Activate your virtual environment and install the required Python packages:

.venv\Scripts\activate
pip install -r requirements.txt

Note: For PyTorch CUDA support on modern GPUs (e.g., RTX 4080), install the matching CUDA-enabled wheel:

pip install torch torchvision --index-url https://download.pytorch.org/whl/cu124

3. Bind vJoy to Assetto Corsa

Run the binding helper script to register your virtual controller inputs in Assetto Corsa's settings menu:

python vjoy_bind_to_ac.py

To verify vJoy axes output correctness independently, run:

python vjoy_test.py

Workflow Pipeline

Phase 1: Data Collection (Human Driving)

Launch Assetto Corsa, enter a track session, and run record.py to save images and telemetry rows:

python record.py
  • Press R to toggle recording on/off in-game.
  • Press Q or ESC to save the recorded lap and exit.
  • Data is saved under data/lap_YYYYMMDD_HHMMSS/.

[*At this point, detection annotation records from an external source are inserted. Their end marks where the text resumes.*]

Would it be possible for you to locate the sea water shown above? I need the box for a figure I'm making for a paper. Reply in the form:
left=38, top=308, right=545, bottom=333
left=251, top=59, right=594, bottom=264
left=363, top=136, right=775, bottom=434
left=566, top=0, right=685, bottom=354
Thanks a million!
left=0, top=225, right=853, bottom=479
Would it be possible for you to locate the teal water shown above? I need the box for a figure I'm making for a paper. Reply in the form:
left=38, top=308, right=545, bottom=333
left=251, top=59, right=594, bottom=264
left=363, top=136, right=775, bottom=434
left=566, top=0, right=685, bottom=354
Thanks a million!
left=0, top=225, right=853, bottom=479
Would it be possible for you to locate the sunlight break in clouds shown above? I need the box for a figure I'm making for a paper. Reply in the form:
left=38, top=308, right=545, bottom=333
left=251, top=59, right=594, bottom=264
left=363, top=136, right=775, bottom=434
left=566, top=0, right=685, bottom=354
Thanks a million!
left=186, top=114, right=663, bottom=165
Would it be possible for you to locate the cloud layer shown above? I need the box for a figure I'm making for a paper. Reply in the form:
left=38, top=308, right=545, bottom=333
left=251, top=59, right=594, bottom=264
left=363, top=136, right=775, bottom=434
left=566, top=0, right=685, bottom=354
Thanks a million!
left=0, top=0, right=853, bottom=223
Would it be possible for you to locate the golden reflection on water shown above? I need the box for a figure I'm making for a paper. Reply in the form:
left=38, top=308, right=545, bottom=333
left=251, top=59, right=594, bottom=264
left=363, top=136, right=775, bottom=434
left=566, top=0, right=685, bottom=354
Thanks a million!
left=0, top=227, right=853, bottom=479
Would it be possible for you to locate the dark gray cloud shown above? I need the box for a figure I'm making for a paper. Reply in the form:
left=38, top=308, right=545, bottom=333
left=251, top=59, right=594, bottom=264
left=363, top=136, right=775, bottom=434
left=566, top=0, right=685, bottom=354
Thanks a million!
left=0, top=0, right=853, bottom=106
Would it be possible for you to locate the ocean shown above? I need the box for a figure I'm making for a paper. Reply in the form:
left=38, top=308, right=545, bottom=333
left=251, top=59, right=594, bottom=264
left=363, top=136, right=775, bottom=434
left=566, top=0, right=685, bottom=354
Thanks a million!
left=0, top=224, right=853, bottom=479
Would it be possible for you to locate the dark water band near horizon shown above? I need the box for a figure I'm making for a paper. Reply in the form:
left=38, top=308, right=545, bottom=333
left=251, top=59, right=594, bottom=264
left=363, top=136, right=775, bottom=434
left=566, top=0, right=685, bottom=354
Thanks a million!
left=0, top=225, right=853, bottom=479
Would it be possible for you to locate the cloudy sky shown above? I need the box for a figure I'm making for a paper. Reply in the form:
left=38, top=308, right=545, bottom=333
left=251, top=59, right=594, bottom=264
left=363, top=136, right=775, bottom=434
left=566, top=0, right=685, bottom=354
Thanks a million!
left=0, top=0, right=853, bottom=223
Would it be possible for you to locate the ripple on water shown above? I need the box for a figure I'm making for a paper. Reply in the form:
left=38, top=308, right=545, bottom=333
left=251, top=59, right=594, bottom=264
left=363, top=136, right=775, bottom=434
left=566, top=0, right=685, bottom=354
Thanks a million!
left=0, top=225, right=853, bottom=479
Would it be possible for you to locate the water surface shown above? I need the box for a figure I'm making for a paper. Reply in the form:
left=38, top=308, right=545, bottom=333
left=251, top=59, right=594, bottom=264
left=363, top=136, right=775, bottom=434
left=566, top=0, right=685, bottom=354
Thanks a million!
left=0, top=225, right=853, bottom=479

Phase 2: Behavioral Cloning Training

Train the fusion model on your recorded driving data:

python train.py --data-dir data --checkpoint-dir checkpoints --epochs 100 --device cuda

This saves the best-performing weights as checkpoints/bc_best.pt.

Phase 3: Reinforcement Learning Fine-Tuning

Fine-tune the behavioral cloning weights in-game using PPO:

python train_rl.py --bc-checkpoint checkpoints/bc_best.pt --total-timesteps 1000000 --device cuda
  • The script uses simulated key sequences via keyboard/pydirectinput to automatically restart the session on crashes or lap completions.

Phase 4: Autonomous Driving Agent

Evaluate or run the trained agent in real-time:

python main.py --model-path checkpoints/bc_best.pt --device cuda
  • Press F10 to toggle agent control (enable/disable driving).
  • Press F11 to stop the agent, reset steering/throttle inputs, and exit.

Safety and Crash Recovery

The driving loop (main.py) integrates a state machine with the following states:

  1. WAITING_FOR_SESSION: Waits for Assetto Corsa status to be LIVE and the vehicle to exit the pits.
  2. DRIVING: Runs inference and sets controls. Detects crashes based on:
    • Stuck: Speed < 5 km/h while off-track boundary for > 3 seconds.
    • Damage: Sudden damage spikes.
    • Reversing: Moving backwards on the track.
  3. CRASHED: Instantly resets control inputs.
  4. RESETTING: Executes key emulation (ESC -> down -> down -> ENTER) to restart the session, returning to WAITING_FOR_SESSION.